Tetapi bagi saya, muncul berbagai pertanyaan dalam benak: Di mana orangtua mereka?
Mengapa mereka memilih untuk memasukkan anaknya ke bangsal kejiwaan? Tidak adakah solusi lain yang bisa ditempuh melalui internal keluarga itu sendiri?
Anak-anak hari ini dapat mengakses konten-konten di internet dengan sangat mudah.
Jika mereka belum diberi gawai oleh orangtuanya, mereka bisa saja berselancar dengan menggunakan gawai milik temannya.
Bahkan kebutuhan untuk terkoneksikan dengan internet ini difasilitasi oleh sekolah-sekolah, termasuk demi penyelenggaraan pembelajaran daring.

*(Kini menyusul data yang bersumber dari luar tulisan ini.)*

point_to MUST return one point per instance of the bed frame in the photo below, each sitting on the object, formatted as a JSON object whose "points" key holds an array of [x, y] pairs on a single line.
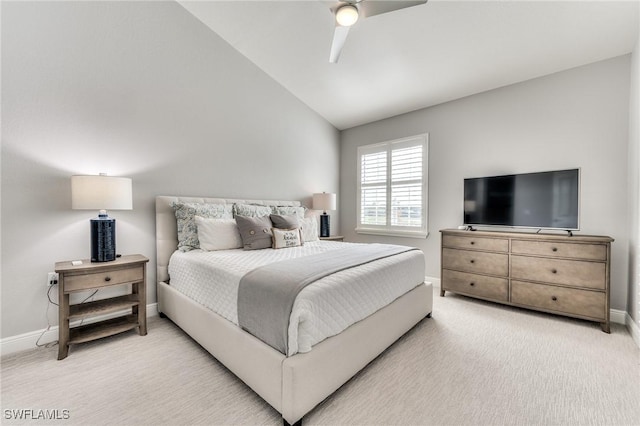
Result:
{"points": [[292, 385]]}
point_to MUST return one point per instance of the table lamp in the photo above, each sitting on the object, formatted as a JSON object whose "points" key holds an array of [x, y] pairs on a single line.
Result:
{"points": [[324, 201], [101, 193]]}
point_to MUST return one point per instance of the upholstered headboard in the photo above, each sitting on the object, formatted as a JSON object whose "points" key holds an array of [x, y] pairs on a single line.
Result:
{"points": [[167, 229]]}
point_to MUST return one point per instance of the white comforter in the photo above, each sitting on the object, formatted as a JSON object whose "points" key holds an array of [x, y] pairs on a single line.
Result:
{"points": [[322, 309]]}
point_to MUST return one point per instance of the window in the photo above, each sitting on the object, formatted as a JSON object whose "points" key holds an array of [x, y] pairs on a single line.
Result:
{"points": [[392, 187]]}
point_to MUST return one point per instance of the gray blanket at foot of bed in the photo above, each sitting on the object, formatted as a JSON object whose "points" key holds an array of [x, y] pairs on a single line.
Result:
{"points": [[266, 294]]}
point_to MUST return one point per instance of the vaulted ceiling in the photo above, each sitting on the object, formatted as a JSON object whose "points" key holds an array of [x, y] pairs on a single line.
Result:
{"points": [[419, 56]]}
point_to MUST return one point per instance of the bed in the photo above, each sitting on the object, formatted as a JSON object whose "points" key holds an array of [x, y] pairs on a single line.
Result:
{"points": [[293, 384]]}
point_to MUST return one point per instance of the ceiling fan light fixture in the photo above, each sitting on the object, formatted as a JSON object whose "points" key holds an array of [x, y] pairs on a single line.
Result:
{"points": [[347, 15]]}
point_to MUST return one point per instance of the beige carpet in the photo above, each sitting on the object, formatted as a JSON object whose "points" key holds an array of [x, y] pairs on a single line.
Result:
{"points": [[473, 363]]}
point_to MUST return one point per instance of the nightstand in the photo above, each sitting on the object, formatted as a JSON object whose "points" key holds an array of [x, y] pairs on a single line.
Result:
{"points": [[129, 269], [333, 238]]}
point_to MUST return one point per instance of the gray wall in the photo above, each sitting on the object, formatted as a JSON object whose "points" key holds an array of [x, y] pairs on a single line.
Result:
{"points": [[575, 118], [633, 304], [136, 89]]}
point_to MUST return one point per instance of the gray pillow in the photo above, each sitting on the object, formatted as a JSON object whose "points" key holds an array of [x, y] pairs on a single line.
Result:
{"points": [[285, 222], [287, 210], [255, 232], [251, 210], [185, 220]]}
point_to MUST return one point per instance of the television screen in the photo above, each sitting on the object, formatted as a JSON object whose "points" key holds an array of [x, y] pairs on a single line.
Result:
{"points": [[532, 200]]}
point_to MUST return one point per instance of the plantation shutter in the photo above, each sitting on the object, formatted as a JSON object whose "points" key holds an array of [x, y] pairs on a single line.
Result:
{"points": [[392, 187]]}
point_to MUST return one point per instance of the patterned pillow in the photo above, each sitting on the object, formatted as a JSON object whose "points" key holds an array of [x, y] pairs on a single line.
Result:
{"points": [[185, 219], [289, 210], [255, 232], [251, 210], [285, 222], [218, 234], [309, 229], [283, 238]]}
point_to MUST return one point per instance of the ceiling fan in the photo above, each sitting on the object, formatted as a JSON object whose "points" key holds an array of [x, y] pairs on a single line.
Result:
{"points": [[347, 13]]}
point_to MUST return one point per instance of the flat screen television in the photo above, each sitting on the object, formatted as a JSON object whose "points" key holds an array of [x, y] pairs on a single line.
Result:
{"points": [[546, 200]]}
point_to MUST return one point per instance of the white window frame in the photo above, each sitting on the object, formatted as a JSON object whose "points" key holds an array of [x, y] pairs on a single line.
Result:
{"points": [[388, 229]]}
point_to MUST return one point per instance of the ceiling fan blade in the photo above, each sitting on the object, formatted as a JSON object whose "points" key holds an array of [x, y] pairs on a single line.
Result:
{"points": [[376, 7], [339, 38]]}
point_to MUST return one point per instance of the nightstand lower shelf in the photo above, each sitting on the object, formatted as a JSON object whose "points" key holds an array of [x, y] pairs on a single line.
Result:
{"points": [[98, 330], [101, 307]]}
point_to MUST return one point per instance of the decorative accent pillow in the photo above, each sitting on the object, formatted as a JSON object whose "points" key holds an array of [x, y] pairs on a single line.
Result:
{"points": [[218, 234], [255, 232], [283, 238], [251, 210], [309, 229], [289, 210], [185, 213], [285, 222]]}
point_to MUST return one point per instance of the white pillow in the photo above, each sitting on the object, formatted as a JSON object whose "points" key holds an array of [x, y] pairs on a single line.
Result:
{"points": [[309, 227], [218, 234]]}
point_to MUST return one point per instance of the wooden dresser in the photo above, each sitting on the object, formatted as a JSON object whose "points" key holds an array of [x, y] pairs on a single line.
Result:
{"points": [[560, 274]]}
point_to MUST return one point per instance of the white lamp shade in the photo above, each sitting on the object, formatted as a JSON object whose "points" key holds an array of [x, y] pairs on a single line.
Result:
{"points": [[101, 193], [347, 15], [324, 201]]}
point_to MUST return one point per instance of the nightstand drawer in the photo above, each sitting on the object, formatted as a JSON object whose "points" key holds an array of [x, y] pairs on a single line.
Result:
{"points": [[476, 285], [547, 248], [475, 243], [559, 299], [476, 262], [556, 271], [104, 278]]}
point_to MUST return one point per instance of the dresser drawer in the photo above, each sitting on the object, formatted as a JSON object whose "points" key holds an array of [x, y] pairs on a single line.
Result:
{"points": [[476, 262], [475, 243], [559, 299], [476, 285], [556, 271], [100, 279], [568, 250]]}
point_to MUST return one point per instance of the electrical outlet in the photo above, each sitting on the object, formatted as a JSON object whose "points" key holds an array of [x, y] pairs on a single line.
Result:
{"points": [[52, 278]]}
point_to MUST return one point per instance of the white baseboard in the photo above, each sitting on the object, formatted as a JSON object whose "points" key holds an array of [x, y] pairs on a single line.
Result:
{"points": [[28, 340], [435, 281], [633, 328]]}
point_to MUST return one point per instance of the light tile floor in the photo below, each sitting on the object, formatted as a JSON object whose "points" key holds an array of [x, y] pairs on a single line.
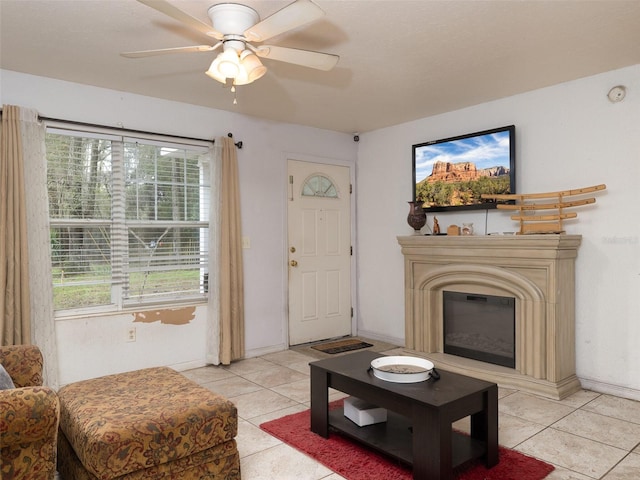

Artinya, koneksi internet sudah menjadi semacam kebutuhan pokok dan tidak mungkin menjauhkan anak-anak dari jejaring virtual.
Baca Juga: 5 Cara Pemilihan Gadget yang Sesuai Umur Anak, Orang Tua Wajib Tahu!
Sebenarnya sudah terdapat berbagai pengamanan yang bisa mencegah anak untuk mengakses situs-situs yang dianggap berbahaya bagi usia mereka.
Misalnya, dengan mengaktifkan Google Safe Search atau Youtube Kids yang mampu mencegah pencarian konten yang belum layak dikonsumsi oleh anak.
Beberapa layanan penyedia internet juga menyediakan fitur parental controls dan filter untuk situs-situs tertentu.
Khusus terkait kecanduan game, orang tua juga dapat membatasi screen time pada anak agar tidak terus menerus bermain.
Selain itu, orang tua juga dapat melakukan pengecekan terhadap gawai yang digunakan oleh anak secara berkala untuk mengetahui situs apa saja yang mereka akses.
Intinya, kita tidak bisa menghalangi anak-anak untuk mempunyai akses terhadap internet, tetapi banyak cara untuk mencegah mereka mengakses situs-situs tertentu.
Sejatinya, idak ada alasan bagi orang tua untuk “lepas tangan” jika anak-anaknya terkena masalah kecanduan akses terhadap game ataupun pornografi.
Jika sampai harus memasukkan anak-anaknya ke bangsal kejiwaan, menurut saya, jadi alternatif terakhir saja.
Namun harus diakui bahwa persoalannya tidak bisa seluruhnya ditimpakan pada orang tua.
Baca Juga: Bagaimana Orangtua dan Anak Berdamai Akrabi Gadget Sejak Dini
Tidak dapat dipungkiri juga bahwa tidak semua orang tua dapat secara penuh mengawasi anak-anaknya, terlebih jika para orang tua ini sibuk bekerja mencari nafkah.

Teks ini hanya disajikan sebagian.